Use graphanything_list_presets to see live state. The built-ins as of 0.1.0:

Preset Use when
obsidian-vault A folder of .md notes (Obsidian / Notion exports)
openapi An OpenAPI / Swagger spec
papers Generic LLM-driven paper extraction
codebase Source-code repo (LLM-driven)
contracts Legal contracts (parties / clauses / amounts / governing law)
pr-review A PR review thread (files / functions / reviewers / concerns)
meeting Meeting notes / transcripts
chat-log Slack / Claude Code .jsonl / Discord transcripts
db-schema SQL DDL / migrations / ORM models
fstree Plain filesystem tree exploration

Notes for Claude

  • Provenance: every node/edge in graph.json is stamped with extractor_id, extractor_version, extraction_time, source_hash. LLM-extracted edges additionally carry rationale and evidence_span. Use graphanything_explain to show this when the user asks "where did this come from?".

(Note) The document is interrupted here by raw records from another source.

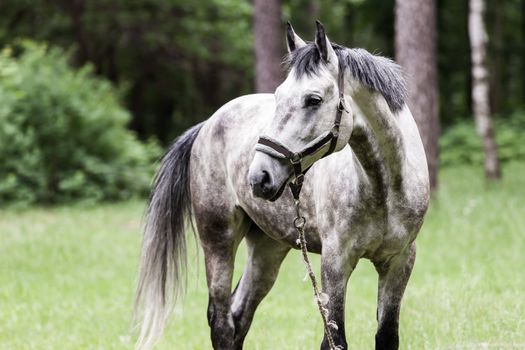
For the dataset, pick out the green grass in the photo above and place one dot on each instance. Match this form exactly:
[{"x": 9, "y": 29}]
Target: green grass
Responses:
[{"x": 67, "y": 279}]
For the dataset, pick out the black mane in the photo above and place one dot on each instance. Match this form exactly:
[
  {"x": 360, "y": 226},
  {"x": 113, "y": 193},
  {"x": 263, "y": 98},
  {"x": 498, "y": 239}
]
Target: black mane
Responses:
[{"x": 378, "y": 73}]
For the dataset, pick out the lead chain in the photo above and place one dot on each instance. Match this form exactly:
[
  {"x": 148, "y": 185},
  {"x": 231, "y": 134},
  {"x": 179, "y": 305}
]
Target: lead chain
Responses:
[{"x": 299, "y": 223}]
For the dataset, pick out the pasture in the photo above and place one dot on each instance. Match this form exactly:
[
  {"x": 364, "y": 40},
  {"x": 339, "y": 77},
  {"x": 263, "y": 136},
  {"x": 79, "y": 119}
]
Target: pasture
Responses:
[{"x": 67, "y": 278}]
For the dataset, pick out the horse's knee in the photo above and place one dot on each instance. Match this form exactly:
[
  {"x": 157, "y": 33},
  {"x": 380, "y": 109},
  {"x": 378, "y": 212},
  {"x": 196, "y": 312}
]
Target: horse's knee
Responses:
[
  {"x": 387, "y": 336},
  {"x": 339, "y": 341}
]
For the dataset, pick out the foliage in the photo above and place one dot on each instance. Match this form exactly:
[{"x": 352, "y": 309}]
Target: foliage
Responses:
[
  {"x": 63, "y": 133},
  {"x": 181, "y": 59},
  {"x": 461, "y": 145}
]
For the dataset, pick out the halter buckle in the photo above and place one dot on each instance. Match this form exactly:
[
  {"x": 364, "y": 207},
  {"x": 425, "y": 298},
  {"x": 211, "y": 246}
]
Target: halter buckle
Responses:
[
  {"x": 295, "y": 158},
  {"x": 342, "y": 105},
  {"x": 299, "y": 179}
]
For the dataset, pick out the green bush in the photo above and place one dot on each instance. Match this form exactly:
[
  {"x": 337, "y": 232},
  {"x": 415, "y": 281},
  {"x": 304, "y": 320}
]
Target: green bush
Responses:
[
  {"x": 63, "y": 133},
  {"x": 460, "y": 144}
]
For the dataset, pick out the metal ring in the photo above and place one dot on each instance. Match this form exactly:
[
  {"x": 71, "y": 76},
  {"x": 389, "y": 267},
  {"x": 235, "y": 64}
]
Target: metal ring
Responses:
[
  {"x": 295, "y": 158},
  {"x": 299, "y": 222}
]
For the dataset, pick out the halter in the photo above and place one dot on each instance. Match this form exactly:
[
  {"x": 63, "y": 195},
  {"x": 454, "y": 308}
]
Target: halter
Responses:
[{"x": 276, "y": 149}]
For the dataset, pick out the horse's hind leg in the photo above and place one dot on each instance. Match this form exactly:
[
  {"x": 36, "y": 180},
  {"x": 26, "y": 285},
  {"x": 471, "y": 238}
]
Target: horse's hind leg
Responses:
[
  {"x": 220, "y": 235},
  {"x": 393, "y": 278},
  {"x": 265, "y": 256}
]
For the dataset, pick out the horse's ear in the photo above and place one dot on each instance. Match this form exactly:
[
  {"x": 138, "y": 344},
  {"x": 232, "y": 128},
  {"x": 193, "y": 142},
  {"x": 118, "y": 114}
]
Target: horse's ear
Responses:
[
  {"x": 292, "y": 40},
  {"x": 323, "y": 44}
]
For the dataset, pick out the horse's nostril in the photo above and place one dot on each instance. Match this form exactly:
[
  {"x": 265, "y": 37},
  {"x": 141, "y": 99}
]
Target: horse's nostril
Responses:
[{"x": 264, "y": 182}]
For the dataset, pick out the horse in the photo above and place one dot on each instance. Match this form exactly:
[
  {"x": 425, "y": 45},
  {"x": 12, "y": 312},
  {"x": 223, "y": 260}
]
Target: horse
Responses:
[{"x": 365, "y": 194}]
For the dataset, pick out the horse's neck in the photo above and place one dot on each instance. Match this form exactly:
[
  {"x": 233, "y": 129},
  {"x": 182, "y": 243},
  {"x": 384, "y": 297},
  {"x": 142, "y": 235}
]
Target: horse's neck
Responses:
[{"x": 378, "y": 142}]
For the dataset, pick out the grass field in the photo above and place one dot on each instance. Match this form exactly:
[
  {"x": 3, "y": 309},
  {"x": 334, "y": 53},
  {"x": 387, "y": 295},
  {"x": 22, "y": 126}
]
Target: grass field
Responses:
[{"x": 67, "y": 279}]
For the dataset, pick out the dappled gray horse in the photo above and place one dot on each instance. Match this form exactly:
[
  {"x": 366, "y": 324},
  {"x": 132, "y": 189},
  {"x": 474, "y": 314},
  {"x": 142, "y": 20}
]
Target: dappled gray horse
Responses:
[{"x": 366, "y": 200}]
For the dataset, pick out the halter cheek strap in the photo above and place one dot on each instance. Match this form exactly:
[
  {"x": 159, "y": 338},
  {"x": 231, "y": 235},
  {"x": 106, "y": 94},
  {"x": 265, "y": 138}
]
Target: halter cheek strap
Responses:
[{"x": 276, "y": 149}]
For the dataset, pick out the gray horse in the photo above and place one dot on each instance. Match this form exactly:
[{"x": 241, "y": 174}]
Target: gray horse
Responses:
[{"x": 366, "y": 200}]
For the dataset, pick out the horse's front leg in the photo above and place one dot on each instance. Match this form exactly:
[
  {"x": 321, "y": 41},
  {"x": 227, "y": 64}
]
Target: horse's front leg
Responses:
[
  {"x": 219, "y": 240},
  {"x": 337, "y": 263},
  {"x": 393, "y": 278}
]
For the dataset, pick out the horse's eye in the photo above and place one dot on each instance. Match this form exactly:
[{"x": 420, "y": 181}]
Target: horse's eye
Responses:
[{"x": 312, "y": 101}]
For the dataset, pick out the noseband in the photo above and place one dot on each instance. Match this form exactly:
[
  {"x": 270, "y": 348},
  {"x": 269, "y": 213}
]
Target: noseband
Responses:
[{"x": 296, "y": 159}]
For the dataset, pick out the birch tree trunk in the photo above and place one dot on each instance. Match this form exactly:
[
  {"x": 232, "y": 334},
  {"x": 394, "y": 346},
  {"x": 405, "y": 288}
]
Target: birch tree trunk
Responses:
[
  {"x": 269, "y": 37},
  {"x": 415, "y": 40},
  {"x": 480, "y": 88}
]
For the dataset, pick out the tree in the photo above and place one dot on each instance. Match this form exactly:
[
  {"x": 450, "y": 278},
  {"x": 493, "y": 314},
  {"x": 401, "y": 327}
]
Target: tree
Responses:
[
  {"x": 268, "y": 33},
  {"x": 415, "y": 41},
  {"x": 480, "y": 88}
]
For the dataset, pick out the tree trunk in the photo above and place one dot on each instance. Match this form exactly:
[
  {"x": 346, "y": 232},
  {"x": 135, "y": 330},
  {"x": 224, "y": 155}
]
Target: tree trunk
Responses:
[
  {"x": 269, "y": 38},
  {"x": 480, "y": 88},
  {"x": 415, "y": 41}
]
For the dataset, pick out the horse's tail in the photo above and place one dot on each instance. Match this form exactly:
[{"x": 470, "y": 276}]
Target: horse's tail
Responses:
[{"x": 163, "y": 260}]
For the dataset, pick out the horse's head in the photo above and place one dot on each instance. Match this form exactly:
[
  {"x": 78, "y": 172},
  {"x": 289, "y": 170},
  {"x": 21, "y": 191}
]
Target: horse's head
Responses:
[{"x": 311, "y": 117}]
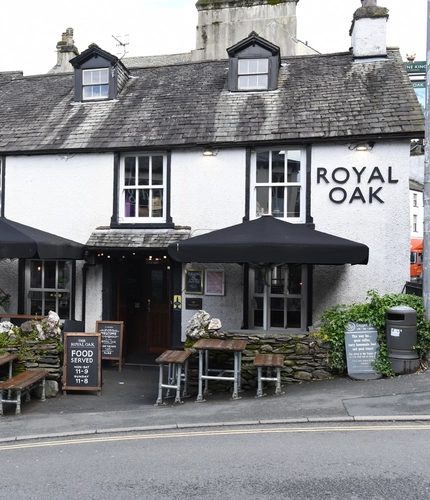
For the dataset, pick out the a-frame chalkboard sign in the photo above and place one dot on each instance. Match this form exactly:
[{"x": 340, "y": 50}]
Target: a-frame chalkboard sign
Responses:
[
  {"x": 112, "y": 333},
  {"x": 82, "y": 362}
]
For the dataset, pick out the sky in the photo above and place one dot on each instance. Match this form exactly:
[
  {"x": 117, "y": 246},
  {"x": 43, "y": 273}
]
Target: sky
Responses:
[{"x": 30, "y": 30}]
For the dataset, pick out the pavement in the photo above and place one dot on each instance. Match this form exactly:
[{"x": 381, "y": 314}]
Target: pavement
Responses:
[{"x": 127, "y": 404}]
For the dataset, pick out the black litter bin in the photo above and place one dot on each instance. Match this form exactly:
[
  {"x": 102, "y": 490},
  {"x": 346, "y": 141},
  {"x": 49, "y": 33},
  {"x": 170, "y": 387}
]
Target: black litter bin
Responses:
[{"x": 401, "y": 333}]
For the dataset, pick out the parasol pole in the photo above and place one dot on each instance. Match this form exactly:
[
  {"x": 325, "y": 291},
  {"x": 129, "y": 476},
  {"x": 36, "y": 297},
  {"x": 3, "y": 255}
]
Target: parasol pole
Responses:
[{"x": 426, "y": 239}]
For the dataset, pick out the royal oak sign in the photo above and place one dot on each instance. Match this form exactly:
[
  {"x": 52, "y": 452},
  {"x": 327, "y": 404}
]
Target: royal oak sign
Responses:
[{"x": 367, "y": 192}]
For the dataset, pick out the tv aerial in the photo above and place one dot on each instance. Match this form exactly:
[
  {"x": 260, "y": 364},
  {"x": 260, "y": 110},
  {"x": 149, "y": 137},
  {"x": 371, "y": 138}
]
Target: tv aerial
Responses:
[{"x": 122, "y": 41}]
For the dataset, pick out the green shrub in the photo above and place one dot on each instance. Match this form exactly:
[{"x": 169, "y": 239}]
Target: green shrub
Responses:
[{"x": 335, "y": 320}]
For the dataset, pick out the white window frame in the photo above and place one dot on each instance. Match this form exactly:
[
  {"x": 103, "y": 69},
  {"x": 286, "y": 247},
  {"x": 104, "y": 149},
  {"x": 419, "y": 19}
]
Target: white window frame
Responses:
[
  {"x": 269, "y": 294},
  {"x": 254, "y": 210},
  {"x": 93, "y": 84},
  {"x": 245, "y": 74},
  {"x": 55, "y": 292},
  {"x": 152, "y": 203},
  {"x": 1, "y": 187}
]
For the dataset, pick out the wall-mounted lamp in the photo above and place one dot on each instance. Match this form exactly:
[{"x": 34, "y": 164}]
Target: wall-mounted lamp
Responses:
[
  {"x": 210, "y": 152},
  {"x": 362, "y": 146}
]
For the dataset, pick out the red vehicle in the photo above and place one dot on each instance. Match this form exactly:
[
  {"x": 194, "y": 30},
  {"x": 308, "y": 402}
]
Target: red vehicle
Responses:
[{"x": 416, "y": 258}]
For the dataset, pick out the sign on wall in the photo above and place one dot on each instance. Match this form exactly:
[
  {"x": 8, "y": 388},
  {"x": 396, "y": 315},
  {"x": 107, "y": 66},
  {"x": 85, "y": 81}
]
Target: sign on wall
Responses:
[
  {"x": 112, "y": 333},
  {"x": 361, "y": 346},
  {"x": 82, "y": 362}
]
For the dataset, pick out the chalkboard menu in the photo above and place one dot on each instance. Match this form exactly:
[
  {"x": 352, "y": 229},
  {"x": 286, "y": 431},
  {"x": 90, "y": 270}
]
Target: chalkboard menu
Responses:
[
  {"x": 193, "y": 281},
  {"x": 82, "y": 362},
  {"x": 112, "y": 333},
  {"x": 361, "y": 345}
]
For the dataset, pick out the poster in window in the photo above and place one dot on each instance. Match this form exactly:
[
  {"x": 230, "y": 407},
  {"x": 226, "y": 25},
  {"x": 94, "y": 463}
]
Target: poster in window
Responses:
[
  {"x": 193, "y": 281},
  {"x": 214, "y": 282}
]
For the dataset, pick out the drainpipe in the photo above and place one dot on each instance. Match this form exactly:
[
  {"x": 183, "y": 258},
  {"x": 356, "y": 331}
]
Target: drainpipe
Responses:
[
  {"x": 426, "y": 239},
  {"x": 89, "y": 262}
]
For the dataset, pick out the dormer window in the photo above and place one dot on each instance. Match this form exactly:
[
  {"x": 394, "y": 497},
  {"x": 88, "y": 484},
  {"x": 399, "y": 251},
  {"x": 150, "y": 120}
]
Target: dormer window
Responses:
[
  {"x": 254, "y": 65},
  {"x": 95, "y": 84},
  {"x": 253, "y": 74},
  {"x": 99, "y": 76}
]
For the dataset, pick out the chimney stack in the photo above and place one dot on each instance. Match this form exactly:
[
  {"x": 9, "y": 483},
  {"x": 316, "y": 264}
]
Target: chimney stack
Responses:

  • LLM endpoint: LLM-gated calls go through any OpenAI-compatible chat-completions endpoint (GA_API_BASE / GA_MODEL / GA_API_KEY). If the env vars aren't set, LLM ops error out cleanly — fall back to rule-based presets / extractors.

  • Cost control: open_session accepts budget={max_tokens, max_dollars, max_api_calls}. Honour it when the user mentions a cap.

  • Big inputs: don't render >60 nodes as mermaid — call render with fmt="ascii" or fmt="html" (returns a file path) instead. Pass budget_tokens=N to PageRank-prune large graphs to a target size.

  • Multiple sessions: each call to open_session creates a new one. The session_id is the only handle you need — pass it to every other tool.

  • Updating: when source files change, graphanything_update re-extracts only the changed ones and writes a new version snapshot; graphanything_diff <v_old> <v_new> shows what's different.